Those are the headlines. Arguably uglier is the death-by-small-cuts of newspapers that are still functioning. Layoffs of reporters and closings of bureaus mean that even if newspapers survive, they have precious few resources for actually doing journalism. Job cuts during the first months of this year–300 at the Los Angeles Times, 205 at the Miami Herald, 156 at the Atlanta Journal-Constitution, 150 at the Kansas City Star, 128 at the Sacramento Bee, 100 at the Providence Journal, 100 at the Hartford Courant, ninety at the San Diego Union-Tribune, thirty at the Wall Street Journal and on and on–suggest that this year will see far more positions eliminated than in 2008, when almost 16,000 were lost. Even Doonesbury’s Rick Redfern has been laid off from his job at the Washington Post.”

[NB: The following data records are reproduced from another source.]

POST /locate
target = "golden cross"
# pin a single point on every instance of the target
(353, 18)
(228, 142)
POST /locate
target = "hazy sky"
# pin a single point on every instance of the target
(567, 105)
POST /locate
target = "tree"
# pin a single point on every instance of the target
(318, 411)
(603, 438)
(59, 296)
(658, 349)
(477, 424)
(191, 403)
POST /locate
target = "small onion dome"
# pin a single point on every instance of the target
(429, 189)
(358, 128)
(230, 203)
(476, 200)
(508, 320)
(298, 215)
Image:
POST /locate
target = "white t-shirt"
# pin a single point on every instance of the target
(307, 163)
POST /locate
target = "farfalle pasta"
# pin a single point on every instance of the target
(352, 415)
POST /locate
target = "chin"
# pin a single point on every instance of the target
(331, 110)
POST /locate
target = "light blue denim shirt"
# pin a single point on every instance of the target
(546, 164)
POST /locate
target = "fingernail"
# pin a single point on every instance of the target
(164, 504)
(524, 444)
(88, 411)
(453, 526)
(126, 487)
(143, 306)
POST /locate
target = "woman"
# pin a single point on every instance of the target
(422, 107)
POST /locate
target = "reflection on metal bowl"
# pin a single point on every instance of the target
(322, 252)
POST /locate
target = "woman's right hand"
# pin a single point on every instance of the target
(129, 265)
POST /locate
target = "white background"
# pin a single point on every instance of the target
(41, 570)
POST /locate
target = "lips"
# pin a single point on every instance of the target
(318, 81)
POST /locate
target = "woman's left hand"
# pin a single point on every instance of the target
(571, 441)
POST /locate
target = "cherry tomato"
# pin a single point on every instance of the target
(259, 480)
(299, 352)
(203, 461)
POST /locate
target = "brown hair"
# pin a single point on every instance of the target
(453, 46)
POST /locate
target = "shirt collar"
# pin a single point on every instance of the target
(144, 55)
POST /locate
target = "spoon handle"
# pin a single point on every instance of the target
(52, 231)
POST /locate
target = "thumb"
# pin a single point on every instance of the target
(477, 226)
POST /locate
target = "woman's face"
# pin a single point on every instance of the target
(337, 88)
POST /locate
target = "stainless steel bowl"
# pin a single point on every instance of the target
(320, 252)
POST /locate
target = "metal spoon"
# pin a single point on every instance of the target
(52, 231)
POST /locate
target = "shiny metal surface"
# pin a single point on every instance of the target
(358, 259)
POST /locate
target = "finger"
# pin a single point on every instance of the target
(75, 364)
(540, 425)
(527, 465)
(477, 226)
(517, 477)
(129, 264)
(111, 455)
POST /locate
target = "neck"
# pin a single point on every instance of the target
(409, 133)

David Scharfenberg. “Aiding tomorrow’s journalists today”. Boston Globe. February 2, 2009: “increasingly desperate newspapers, buffeted by declining circulation and the continued migration of advertising to the Web, are turning from buyouts to layoffs these days.

And younger, less-familiar staffers at the bottom of the seniority list are feeling the pinch. I should know. The Providence Journal laid off this 30-something reporter just a few months ago.

The cuts have short-term implications, of course. School committee meetings will go uncovered, State House scandals unreported. But they also threaten the long-term health of journalism: With little hope for a resurgence, the generation that might reinvent a dying craft is simply leaving the news business behind.

But there are ways to keep young journalists employed and, more importantly, to preserve the sort of journalism that keeps our democracy afloat.

Some have suggested changes in tax law that would make it easier for philanthropies to buy major news outlets, others favor a National Endowment for Journalism that newspapers could tap to pay for the investigative and international reporting now getting short-shrift.

But we need something bigger. Congress, intent on jump-starting the economy, should set aside $100 million – well under 1 percent of the stimulus approved by the House of Representatives and pending in the Senate – for a national journalism fund.”

Rosa Brooks. “Bail out journalism”. Los Angeles Times. April 9, 2009 – “Like everyone else whose livelihood is linked to the newspaper industry, I’ve been watching, appalled, as newspapers continue their death spiral, with dwindling circulations and thousands of layoffs. Here at The Times, the editorial staff is down to almost half the size it was in 2000. Often, as I’ve watched talented colleagues get the ax, I’ve suspected that I’ve only lasted this long because as a freelancer — with no benefits and minimal pay — I’m just too cheap to be worth firing.

Still, I knew it was time to pray for a government bailout in December, when my editor explained that because the paper’s parent company had filed for Chapter 11 bankruptcy protection, I might not get paid for my recent columns”

Time’s Walter Isaacson describes the situation as having “reached meltdown proportions. … It is now possible to contemplate a time in the near future when major towns will no longer have a newspaper and when magazines and network news operations will employ no more than a handful of reporters.”[1]

Polly Toynbee. “This is an emergency. Act now, or local news will die”. The Guardian. March 24th, 2009: “this is an emergency. Battalions of journalists with local knowledge are being sacked and newspaper expertise lost. Does the government have the imagination and capacity to create an environment where small, locally run independent trusts could flourish?

Meanwhile, the national press risks following American newspapers to the great spike in the sky. Britain without the Mail or the Sun would be a happier place, less biliously nihilist, less miserable, angry and afraid. But democracy without the scrutiny of good journalism is unthinkable. In the end, it’s up to you. If you always read this on the web, go out and buy a copy, skinflint. Use it or lose it.”